The Second Cousin Once-Removed
Is Asked to Give a Wedding Toast

John and Jane: During most of this wonderful day I know you have only been able to gaze at each other, and since you look so lovely, that is understandable. At other times you have basked in the glow of being surrounded by those whose love has supported you thus far—your friends, old and new, the family members you have known forever, and your parents. But now and then you must have looked around the church or this banquet hall and asked yourselves, “Who are these people? Are they really related to me? How did that happen?”

Those must have been unsettling moments, and I trust they have passed quickly. But it is important to have all the uncles, aunts, cousins, and other connections here. For what you have done today is transform a perfectly good friend into a relative.

You have doubtless heard that your spouse should be your best friend. And I hope you will very often be friends and always be on friendly terms. I love the old movies where husbands and wives act like best friends—especially if they have a dog named Asta and solve murders on the side. In getting a husband or wife, however, you have not upgraded a friend. You have acquired something completely different. You will find many people who do believe in the spouse-as-friend theory. We even have a name for its long-term adherents: we call them divorcés.

Friendship is one of the great delights of life. It is not, however, essential to human life. (As C.S. Lewis said, “it has no survival value; it is one of those things that gives value to survival.”) What is vital to survival is not having friends, but having allies. And if human life is to continue, you don’t need friends. You need relatives.

Some gathered here are now thinking that that may have been true in the Paleolithic age, but things have changed. Others are thinking that, the truth is that they love their friends more than they love their families. And that second part may be true. But whatever your BFF’s tell you, the main characteristic of friendship is that it rarely lasts through the trials of life. Even some of the people who have stood up with you today may not be speaking to you in a few years—though I hope you will all truly be friends forever.

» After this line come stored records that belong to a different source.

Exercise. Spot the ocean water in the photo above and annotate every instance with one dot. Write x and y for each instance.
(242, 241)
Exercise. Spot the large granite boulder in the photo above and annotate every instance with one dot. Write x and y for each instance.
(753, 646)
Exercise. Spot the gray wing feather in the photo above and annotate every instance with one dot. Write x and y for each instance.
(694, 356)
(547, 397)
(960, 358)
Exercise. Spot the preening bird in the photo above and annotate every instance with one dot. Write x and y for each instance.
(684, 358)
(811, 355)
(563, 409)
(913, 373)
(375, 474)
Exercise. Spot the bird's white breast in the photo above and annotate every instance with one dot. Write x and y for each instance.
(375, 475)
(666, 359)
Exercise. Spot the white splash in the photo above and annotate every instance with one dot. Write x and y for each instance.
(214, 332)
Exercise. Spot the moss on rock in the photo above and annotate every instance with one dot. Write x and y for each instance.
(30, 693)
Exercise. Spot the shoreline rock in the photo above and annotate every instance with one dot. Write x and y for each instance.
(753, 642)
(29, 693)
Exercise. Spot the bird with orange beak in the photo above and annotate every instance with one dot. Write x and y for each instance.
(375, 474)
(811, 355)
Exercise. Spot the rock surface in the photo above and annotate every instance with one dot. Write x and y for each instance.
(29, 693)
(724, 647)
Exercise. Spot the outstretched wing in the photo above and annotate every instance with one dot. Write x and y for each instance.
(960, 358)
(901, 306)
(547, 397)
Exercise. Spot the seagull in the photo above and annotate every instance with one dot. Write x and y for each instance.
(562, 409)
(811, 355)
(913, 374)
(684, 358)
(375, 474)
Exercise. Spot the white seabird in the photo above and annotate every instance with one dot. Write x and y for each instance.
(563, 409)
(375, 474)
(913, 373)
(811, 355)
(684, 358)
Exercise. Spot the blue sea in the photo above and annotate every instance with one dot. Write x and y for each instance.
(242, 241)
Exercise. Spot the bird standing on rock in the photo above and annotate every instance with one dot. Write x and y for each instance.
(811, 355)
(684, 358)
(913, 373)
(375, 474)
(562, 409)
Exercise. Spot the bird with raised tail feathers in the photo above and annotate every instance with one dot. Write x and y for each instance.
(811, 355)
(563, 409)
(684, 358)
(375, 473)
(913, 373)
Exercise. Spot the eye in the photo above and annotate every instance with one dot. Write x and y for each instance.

Who will always be there? Your relatives. We are all used to people having “former friends.” With complicated varieties of coupling that have arisen over the last century we all know—and probably all have—plenty of “exes.” But who ever heard of someone’s “former mother”? or “ex-brother”? or “starter uncle”? Friends come and go—but relatives, even second cousins, are forever.

It is important to remember that, if you meant what you said when you took your vows, your spouse is a relative. You will have to put up with things that would make you de-friend anyone else. Even if you both behave perfectly every moment of every day—and you won’t—you will inevitably sometimes become tiresome, annoying, or just plain boring to the person who sees you most often when you don’t have your public face on. You have not picked a new friend, since friends are always “on approval” and returnable; you have signed on a relative, who will be yours even if the item turns out not to work exactly as you hoped.

Indeed, just as you asked about the odd people at the back tables, “Who are these people? Are they really related to me? How did that happen?” you will find yourself looking across your own kitchen and asking, “Who
is this person? Am I really related to him? How did that happen?” And should you have children, you will ask the same question again and again.

I understand why the brides’ magazines present weddings as the union of a princess with her best friend, since I doubt stories about people voluntarily getting a new relative would serve the advertisers’ purposes. But that is the truth of what a Christian marriage is. And let me suggest that this view is not as grim as it seems.

For your relatives, your connection is a fact, not a choice. We can’t drop you even if we want to: we will still be relatives even if we never see each other. And unless we are dead to all duty, our love for you is also a fact. We will all act on it even if seeing one another very often isn’t a top priority. In the same way, your vows have made your connection with each other an unchangeable fact. And your love for each other is also a fact, beside which all fantasies must pale. If bad times come, that will be a comfort. And in good times, you will be secure in the knowledge that you will be loved even when you are not as happy and charming as you are now. And as a bonus, you have a larger pool of people whom you can at least ask for help moving, or for a loan, or for kidney. (Be prepared for stories about bad backs, assets tied up in inaccessible trusts, and hitherto undiscovered blood disorders: I know what we’re like.)

And now, I ask everyone—both the friends I have slighted and the relatives who now rejoice in a larger, more interesting family—to raise their glasses as I give the new relatives one piece of advice: Always try to be friends—it makes family life go much more smoothly.